一方、学校生活は以前里桃に襲われたのが嘘だったかのように平凡に過ぎている。……表面上は、だが。
里桃本人は、こちらが警戒して顔を合わせない様にしていることもあり、あの日から一度も見ていない。
だが、だからといって何も無かった訳ではなかった。
あの日の翌日。月人が転入した日でもあるが、その日は月人の他にもう一人転入生がいた。
朔と同じクラスになったもう一人の転入生は女の子だった。長い黒髪をポニーテールに結い上げた
可愛いと綺麗の中間の様な、いたって普通の女の子に見えた。
でも、その名前を聞いた瞬間朔は思わず身を強張らせた。
彼女は、吉備 瑠花と名乗った……。
今、この時期の転入。そして里桃と同じ“吉備”の姓。
明らかに里桃の――“桃太郎”の関係者だ。
月人はもちろん華や玉兎にも話すと、みんなそれ以外に考えられないと口をそろえて言った。
それから学校では特に警戒を深めたのだが、“桃太郎”側から何かを仕掛けてくる様子は欠片も無い。
朔のクラスに転入してきた瑠花でさえ、朔にちょっかいを出してくることは無かった。
たまに見られている様な気はするが本当にそれだけで、今もまだ朔は彼女と話すらしたことが無い。
このままずっと何事も無いということは有り得ないだろうが、当分はこの状況が続きそうに思える。
もしかすると、以前里桃が言った通り朔が力を使えるようになるまで待っているのかも知れない。
ただ、それはそれで疑問は残る。
朔の場合はそうだとしても、月人まで見逃されている理由が分からない。
実際、里桃は以前朔の目の前で月人だけを殺そうとしたのだ。邪魔さえ入らなければ、本当に殺されていた。

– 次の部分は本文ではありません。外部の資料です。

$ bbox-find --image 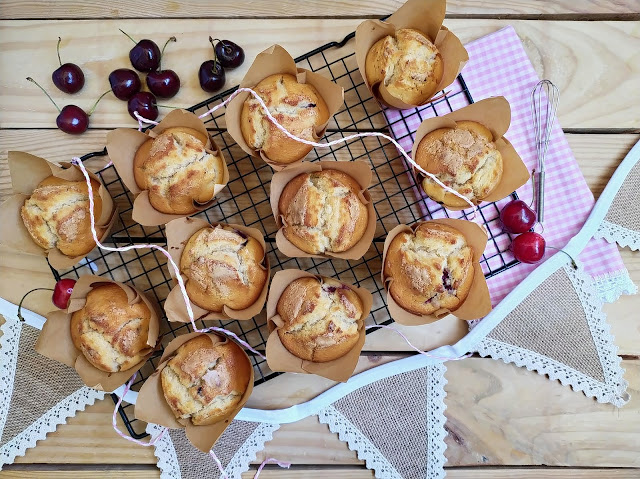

次こそは邪魔の入らなそうな場所で月人だけを狙うことも出来たはず。だが、彼等はそれをしない。
何故なのか。考えても答えは出るはずが無かった。
結局、今まで通り警戒を深めながら“桃太郎”側の出方を見るしかないということだ。
それが分かってから、尚更朔は早く結界を張れるようにと道場に通い詰めるようになった。
そうして、二週間ほど経ったのだが……。